My girl, who at six months old in a hotel lobby in Guatemala City, could hold my enraptured gaze for hours just by wiggling a finger, raising one corner of her mouth, meeting my eyes, cooing, because she was my baby lying on a blanket and when I looked at her, everything around us fell away.  Suddenly, I was a mom.  I was her mom, and she was mine.

“I’m not your kid,” she said to me last week for the first time.  “You’re not my mom.”  She may have even tried to kick me. I don’t remember.  She was, I think, the angriest she’s ever been.  She had eaten all the quesadillas on the table, after I’d warned her to stop and save some for the other kids.  As a consequence, she was not allowed to join the rest of our friends and family in a quick swim in the lake after dinner.  Doling out consequences on vacation is a drag.

“You’re my kid, honey, and no matter who gave birth to you, I’m your mom.”  She wouldn’t hold my gaze.  She wouldn’t hear me. Definitely then, she tried to kick me and I stepped back.

“I don’t even care if she’s strict,” she screeched once everyone else was outside – except her Mama, my partner, her other mom, who was washing dishes nearby in the kitchen.  “I want to live with her. She’s my mom, not you.”  Don’t get mad. Don’t get mad. Don’t get mad. Don’t get mad. Don’t get mad.

“We’re both your moms, in different ways,” I finally said.  (Clearly, I wouldn’t be swimming either.)

“People can only have one mom!  I mean –“ I knew what she meant.  Mostly, she was mad.  Not just about the swimming.  But being raised by two moms – that wasn’t the trouble.  That wasn’t her point, and even though she might have thrown me to a pride of hungry lions right then if she’d seen any, she wanted me to at least know… that.

I started reading a book after we got home – not about adoption, although I have shelves of adoptive parenting books at this point – but about talking and listening.  Simple communication between parents and kids.  It’s called, “How to Talk So Kids Will Listen & Listen So Kids Will Talk.”  I love this book.  It starts off by demonstrating how our kids feel when we deny their feelings, and how many ways we deny them in the course of everyday life.  It’s eye-opening.

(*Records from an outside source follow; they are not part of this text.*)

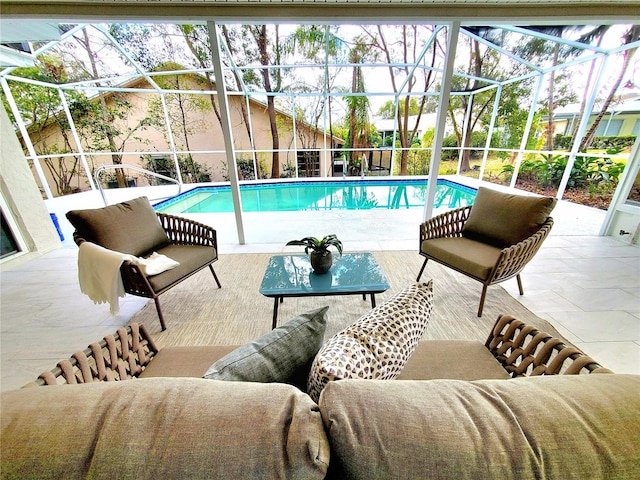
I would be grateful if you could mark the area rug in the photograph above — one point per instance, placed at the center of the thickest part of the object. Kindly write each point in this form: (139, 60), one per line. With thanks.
(197, 312)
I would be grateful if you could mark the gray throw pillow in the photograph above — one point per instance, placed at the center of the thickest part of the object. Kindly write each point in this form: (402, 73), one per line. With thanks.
(276, 356)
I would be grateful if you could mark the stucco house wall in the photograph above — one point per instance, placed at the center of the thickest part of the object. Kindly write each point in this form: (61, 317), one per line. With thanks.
(32, 223)
(204, 137)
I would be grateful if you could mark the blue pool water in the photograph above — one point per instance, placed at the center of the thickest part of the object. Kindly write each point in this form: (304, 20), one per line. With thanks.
(320, 195)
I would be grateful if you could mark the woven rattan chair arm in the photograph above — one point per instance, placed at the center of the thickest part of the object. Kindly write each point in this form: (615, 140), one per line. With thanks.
(513, 259)
(525, 351)
(183, 231)
(127, 354)
(447, 224)
(134, 281)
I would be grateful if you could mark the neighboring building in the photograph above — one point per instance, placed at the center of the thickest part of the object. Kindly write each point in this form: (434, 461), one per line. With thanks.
(621, 120)
(301, 146)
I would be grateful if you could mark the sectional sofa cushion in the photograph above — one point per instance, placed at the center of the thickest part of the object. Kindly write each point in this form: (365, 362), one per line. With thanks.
(277, 355)
(504, 219)
(571, 426)
(379, 344)
(152, 428)
(128, 227)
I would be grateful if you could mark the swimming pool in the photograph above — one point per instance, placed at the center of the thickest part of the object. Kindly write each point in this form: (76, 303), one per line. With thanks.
(319, 195)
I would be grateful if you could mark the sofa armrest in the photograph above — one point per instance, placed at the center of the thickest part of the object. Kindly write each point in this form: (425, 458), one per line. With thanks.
(447, 224)
(525, 351)
(183, 231)
(116, 357)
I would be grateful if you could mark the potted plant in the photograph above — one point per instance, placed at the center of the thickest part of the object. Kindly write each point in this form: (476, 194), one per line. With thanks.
(320, 257)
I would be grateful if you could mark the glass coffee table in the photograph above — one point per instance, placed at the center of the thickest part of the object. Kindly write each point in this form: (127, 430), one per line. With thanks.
(351, 274)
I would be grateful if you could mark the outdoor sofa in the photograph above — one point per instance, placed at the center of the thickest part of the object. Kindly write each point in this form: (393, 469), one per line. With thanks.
(454, 411)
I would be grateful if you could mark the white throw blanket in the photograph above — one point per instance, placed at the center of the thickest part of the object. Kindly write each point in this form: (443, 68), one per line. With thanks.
(99, 272)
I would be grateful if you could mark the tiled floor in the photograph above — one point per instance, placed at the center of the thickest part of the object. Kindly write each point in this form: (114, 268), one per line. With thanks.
(587, 286)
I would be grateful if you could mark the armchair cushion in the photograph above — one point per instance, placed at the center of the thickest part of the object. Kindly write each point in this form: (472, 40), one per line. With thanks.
(190, 257)
(504, 219)
(472, 257)
(128, 227)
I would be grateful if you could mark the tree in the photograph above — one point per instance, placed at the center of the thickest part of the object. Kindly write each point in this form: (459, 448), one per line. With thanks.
(481, 62)
(110, 128)
(185, 111)
(388, 109)
(400, 46)
(632, 35)
(267, 49)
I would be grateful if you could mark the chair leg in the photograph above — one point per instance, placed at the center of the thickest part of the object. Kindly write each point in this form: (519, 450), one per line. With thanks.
(484, 294)
(160, 316)
(520, 284)
(215, 276)
(422, 269)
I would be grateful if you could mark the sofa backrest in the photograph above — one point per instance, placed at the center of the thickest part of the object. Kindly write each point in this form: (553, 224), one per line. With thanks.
(162, 428)
(574, 426)
(128, 227)
(504, 219)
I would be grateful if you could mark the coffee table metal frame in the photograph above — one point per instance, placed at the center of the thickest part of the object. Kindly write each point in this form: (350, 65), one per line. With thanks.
(355, 273)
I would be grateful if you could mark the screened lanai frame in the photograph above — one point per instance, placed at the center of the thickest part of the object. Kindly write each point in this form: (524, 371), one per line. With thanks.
(446, 72)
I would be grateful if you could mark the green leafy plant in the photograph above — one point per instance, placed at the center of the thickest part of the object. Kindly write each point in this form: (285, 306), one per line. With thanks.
(312, 243)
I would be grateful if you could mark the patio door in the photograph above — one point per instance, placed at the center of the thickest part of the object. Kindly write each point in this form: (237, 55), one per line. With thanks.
(8, 243)
(11, 241)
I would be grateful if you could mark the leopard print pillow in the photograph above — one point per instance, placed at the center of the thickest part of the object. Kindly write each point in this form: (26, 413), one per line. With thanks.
(379, 344)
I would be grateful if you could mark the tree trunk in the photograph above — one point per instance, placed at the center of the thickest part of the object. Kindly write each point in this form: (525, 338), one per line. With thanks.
(627, 56)
(104, 112)
(271, 108)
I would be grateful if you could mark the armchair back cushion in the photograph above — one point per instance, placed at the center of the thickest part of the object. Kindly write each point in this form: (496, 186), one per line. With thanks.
(129, 227)
(503, 219)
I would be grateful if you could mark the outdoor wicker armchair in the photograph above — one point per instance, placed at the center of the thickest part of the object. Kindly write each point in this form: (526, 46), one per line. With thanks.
(490, 241)
(134, 228)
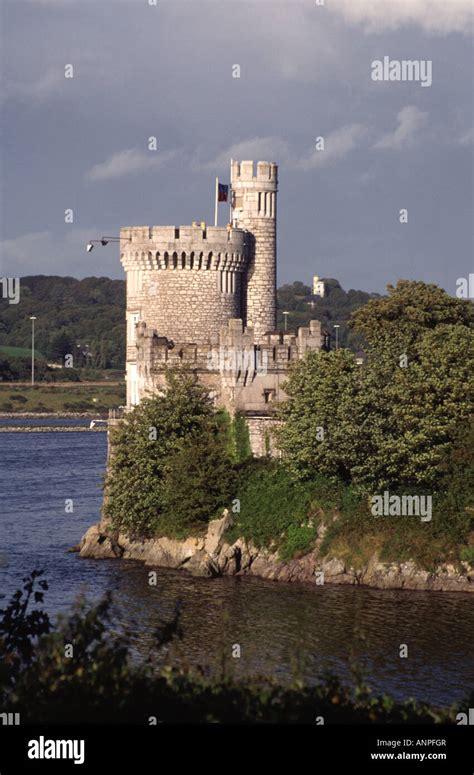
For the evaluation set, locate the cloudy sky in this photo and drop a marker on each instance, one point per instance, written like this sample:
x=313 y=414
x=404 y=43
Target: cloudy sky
x=164 y=69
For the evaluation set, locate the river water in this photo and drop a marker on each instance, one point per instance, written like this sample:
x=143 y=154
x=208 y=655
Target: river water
x=276 y=625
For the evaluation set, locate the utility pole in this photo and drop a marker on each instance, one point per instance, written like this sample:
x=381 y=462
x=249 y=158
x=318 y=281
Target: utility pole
x=32 y=318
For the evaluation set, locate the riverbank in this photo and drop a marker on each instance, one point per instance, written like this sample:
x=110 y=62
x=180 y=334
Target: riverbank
x=211 y=555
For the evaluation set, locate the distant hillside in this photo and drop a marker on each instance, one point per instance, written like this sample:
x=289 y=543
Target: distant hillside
x=335 y=307
x=87 y=317
x=83 y=317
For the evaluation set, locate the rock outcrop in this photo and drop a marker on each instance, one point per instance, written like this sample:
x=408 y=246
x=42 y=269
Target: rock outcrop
x=212 y=555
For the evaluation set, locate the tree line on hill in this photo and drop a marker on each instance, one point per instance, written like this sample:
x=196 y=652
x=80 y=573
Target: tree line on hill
x=86 y=318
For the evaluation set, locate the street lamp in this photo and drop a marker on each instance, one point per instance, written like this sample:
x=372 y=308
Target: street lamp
x=32 y=318
x=105 y=241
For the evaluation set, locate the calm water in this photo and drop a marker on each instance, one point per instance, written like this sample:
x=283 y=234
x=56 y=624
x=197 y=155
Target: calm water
x=274 y=623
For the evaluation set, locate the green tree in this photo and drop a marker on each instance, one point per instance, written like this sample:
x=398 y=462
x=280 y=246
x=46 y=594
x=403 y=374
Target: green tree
x=198 y=482
x=393 y=324
x=393 y=421
x=142 y=446
x=317 y=420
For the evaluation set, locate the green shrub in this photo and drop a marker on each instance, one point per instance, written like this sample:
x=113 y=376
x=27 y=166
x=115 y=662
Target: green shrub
x=271 y=501
x=197 y=484
x=142 y=448
x=467 y=554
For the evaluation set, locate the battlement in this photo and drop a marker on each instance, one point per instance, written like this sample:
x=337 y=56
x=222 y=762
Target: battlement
x=243 y=172
x=234 y=349
x=183 y=235
x=183 y=247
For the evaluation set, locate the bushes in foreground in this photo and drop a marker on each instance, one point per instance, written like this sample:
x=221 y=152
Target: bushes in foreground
x=100 y=682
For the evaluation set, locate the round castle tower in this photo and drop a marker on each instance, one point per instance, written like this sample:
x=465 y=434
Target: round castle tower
x=254 y=209
x=185 y=281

I’m still in the first chapter, but I’ve begun rolling out this book in daily dialogue and now my partner is getting foot rubs while I read aloud from a fairy journal – and while it may be just the way the stars lined up this week, and while it may have been my daughter’s choice, too, after her outburst, and while it may be just one of those awesome unpredictable flukes that brings our family into synchronicity for a time, I do wonder if this book – or even just its title – has something to do with my daughter’s new attitude, her new behavior, this sudden maturity, our ability to sit together as a family and simply enjoy being who we are together.

* * * * *

“Am I older, Mami?”

“Yes, sweetheart.  You are.”

“Do you have a creative mind tonight, Mami?”

“Yes,” I told her.

“Thank you!  It’ll be good. I know it will.  It’s okay if it’s short. Or stupid.  I’ll like it.”

I told her a story about a baby calf named Lilac who loved to prance and sing, and Lilac’s good friend George, a tiny dog who could fit into a human palm.

“What about a kid’s palm?”

“He fit into two kid hands, like this.  Well, maybe one and a half of yours.  Your hands are getting big now.”

“No. Two of my hands, too. See?”

Okay.  Two hands, then.  But not for long.